Initial surface deformations during impact on a liquid pool

TL;DR

This paper presents a perturbation analysis to predict initial surface deformations during a solid sphere impact on a liquid pool, considering viscous and inviscid gas effects, and relates these to bubble entrapment.

Contribution

It introduces a quantitative model for initial liquid surface deformation during impact, accounting for gas viscosity effects, and derives the evolution of the free surface in different flow regimes.

Findings

Bubble volume is mainly influenced by gas viscosity.

The model recovers existing scaling laws for bubble entrapment.

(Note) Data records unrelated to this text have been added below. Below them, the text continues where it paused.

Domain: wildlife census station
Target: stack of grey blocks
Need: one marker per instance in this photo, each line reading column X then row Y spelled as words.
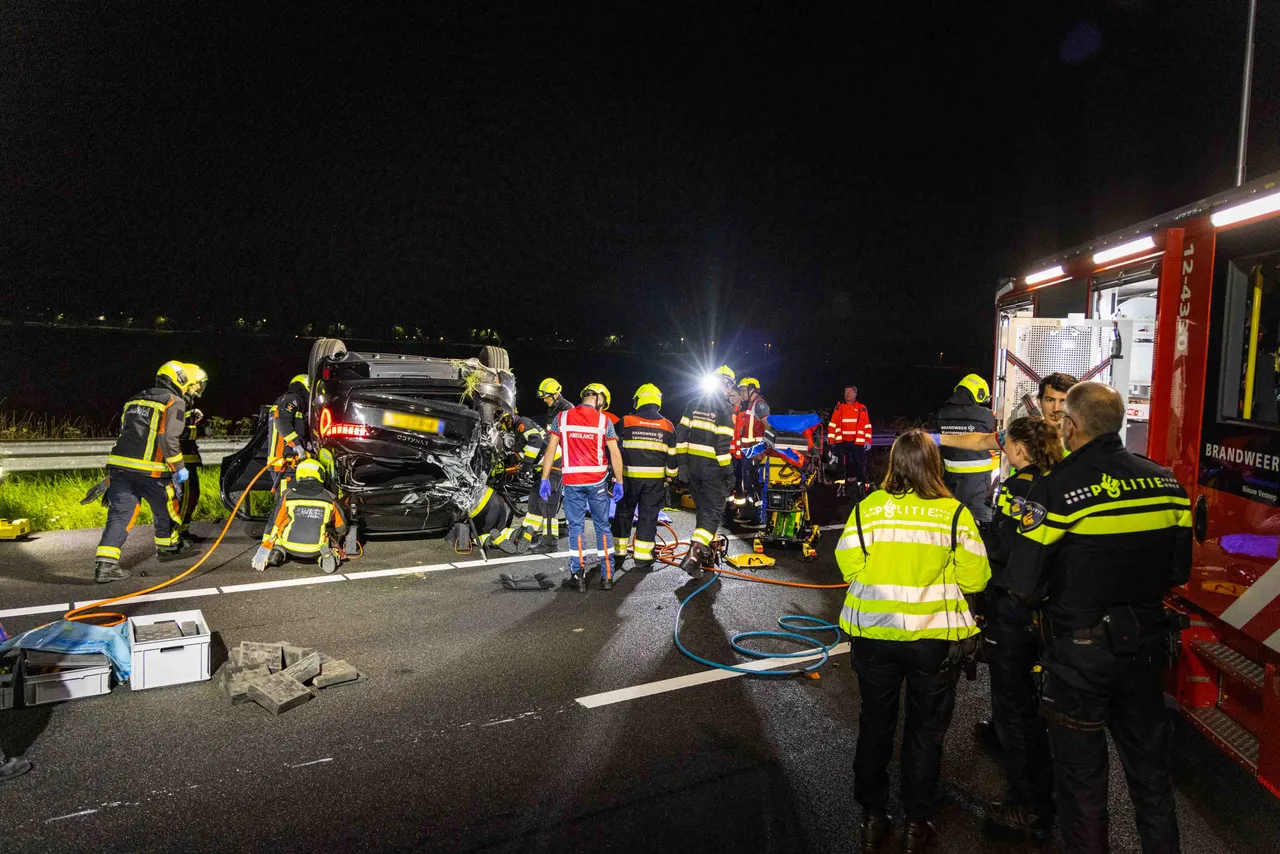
column 279, row 676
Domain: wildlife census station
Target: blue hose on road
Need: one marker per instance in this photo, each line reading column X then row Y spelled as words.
column 792, row 626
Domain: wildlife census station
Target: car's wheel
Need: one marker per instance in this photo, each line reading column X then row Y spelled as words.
column 496, row 357
column 324, row 348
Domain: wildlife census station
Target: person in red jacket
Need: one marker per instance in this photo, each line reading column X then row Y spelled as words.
column 850, row 434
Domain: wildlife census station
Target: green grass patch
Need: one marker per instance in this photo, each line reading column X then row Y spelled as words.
column 50, row 499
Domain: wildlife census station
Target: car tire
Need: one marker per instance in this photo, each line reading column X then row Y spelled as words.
column 496, row 357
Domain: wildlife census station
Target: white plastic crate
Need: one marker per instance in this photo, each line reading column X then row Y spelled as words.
column 65, row 685
column 173, row 661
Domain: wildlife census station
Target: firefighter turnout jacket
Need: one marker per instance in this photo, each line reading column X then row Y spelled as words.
column 648, row 444
column 909, row 562
column 305, row 515
column 703, row 439
column 849, row 423
column 151, row 429
column 1105, row 528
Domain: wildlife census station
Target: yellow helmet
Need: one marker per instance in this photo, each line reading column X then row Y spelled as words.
column 199, row 379
column 309, row 470
column 977, row 387
column 645, row 394
column 177, row 374
column 600, row 391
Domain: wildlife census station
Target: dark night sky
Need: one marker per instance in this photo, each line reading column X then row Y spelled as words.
column 851, row 174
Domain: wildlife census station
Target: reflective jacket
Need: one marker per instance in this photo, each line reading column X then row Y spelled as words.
column 908, row 572
column 288, row 424
column 648, row 443
column 305, row 515
column 849, row 423
column 703, row 438
column 1104, row 528
column 584, row 433
column 960, row 415
column 150, row 433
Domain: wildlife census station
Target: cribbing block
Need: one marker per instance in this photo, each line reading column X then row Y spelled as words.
column 279, row 693
column 336, row 672
column 305, row 670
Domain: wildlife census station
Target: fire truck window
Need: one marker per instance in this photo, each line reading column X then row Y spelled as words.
column 1251, row 360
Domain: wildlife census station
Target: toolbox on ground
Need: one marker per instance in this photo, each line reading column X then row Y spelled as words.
column 169, row 649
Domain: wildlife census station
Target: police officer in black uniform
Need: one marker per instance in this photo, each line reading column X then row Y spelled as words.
column 1102, row 538
column 968, row 473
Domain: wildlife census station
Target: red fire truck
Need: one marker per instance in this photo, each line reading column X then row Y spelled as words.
column 1182, row 313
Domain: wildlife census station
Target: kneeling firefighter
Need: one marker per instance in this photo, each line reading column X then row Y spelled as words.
column 307, row 523
column 704, row 461
column 146, row 465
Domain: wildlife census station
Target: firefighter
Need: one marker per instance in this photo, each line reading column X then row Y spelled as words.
column 191, row 451
column 750, row 420
column 910, row 552
column 849, row 433
column 590, row 448
column 307, row 523
column 703, row 461
column 968, row 473
column 648, row 452
column 146, row 465
column 1102, row 538
column 289, row 433
column 1011, row 647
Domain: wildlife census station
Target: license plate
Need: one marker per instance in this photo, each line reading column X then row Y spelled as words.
column 416, row 423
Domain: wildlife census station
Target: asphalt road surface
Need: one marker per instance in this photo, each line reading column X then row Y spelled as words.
column 470, row 731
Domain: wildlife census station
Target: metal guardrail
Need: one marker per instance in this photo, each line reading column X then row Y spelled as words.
column 67, row 455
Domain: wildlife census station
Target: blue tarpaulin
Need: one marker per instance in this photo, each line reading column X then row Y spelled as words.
column 80, row 638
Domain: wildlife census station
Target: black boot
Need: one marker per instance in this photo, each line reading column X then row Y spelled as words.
column 106, row 571
column 876, row 829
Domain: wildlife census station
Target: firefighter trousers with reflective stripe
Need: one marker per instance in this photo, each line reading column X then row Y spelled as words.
column 1089, row 689
column 128, row 488
column 643, row 494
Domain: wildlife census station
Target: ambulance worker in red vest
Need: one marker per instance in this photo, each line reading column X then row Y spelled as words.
column 589, row 448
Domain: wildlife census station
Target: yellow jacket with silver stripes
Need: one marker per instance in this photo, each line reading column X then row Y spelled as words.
column 1105, row 528
column 905, row 579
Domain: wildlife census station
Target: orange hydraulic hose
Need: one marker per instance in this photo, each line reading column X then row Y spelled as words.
column 117, row 619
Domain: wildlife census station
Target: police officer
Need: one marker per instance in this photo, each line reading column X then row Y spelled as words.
column 704, row 461
column 1102, row 538
column 289, row 430
column 191, row 451
column 968, row 473
column 648, row 448
column 146, row 465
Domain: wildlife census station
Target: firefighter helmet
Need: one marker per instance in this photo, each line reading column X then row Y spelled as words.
column 177, row 374
column 977, row 387
column 600, row 391
column 199, row 379
column 647, row 393
column 309, row 470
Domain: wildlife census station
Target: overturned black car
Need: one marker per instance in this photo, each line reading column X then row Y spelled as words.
column 412, row 441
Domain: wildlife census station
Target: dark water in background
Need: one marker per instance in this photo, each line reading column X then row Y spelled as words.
column 88, row 373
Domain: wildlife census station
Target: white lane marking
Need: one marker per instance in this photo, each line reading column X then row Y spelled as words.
column 1255, row 599
column 39, row 608
column 283, row 583
column 314, row 762
column 664, row 685
column 158, row 597
column 83, row 812
column 403, row 570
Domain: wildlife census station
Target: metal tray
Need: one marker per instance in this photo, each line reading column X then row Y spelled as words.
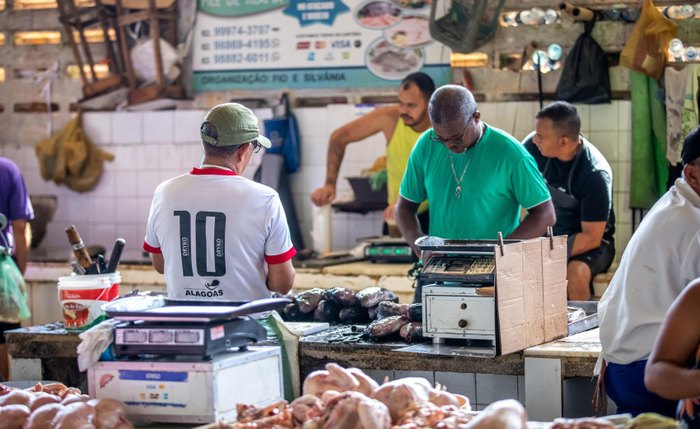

Both viscous and inviscid gas flow cases are analyzed.

Abstract

A tiny air bubble can be entrapped at the bottom of a solid sphere that impacts onto a liquid pool. The bubble forms due to the deformation of the liquid surface by a local pressure buildup inside the surrounding gas, as also observed during the impact of a liquid drop on a solid wall. Here we perform a perturbation analysis to quantitatively predict the initial deformations of the free surface of the liquid pool as it is approached by a solid sphere. We study the natural limits where the gas can be treated as a viscous fluid (Stokes flow) or as an inviscid fluid (potential flow). For both cases we derive the spatio-temporal evolution of the pool surface, and recover some of the recently proposed scaling laws for bubble entrapment. When inserting typical experimental values for the impact parameters, we find that the bubble volume is mainly determined by the effect of gas viscosity.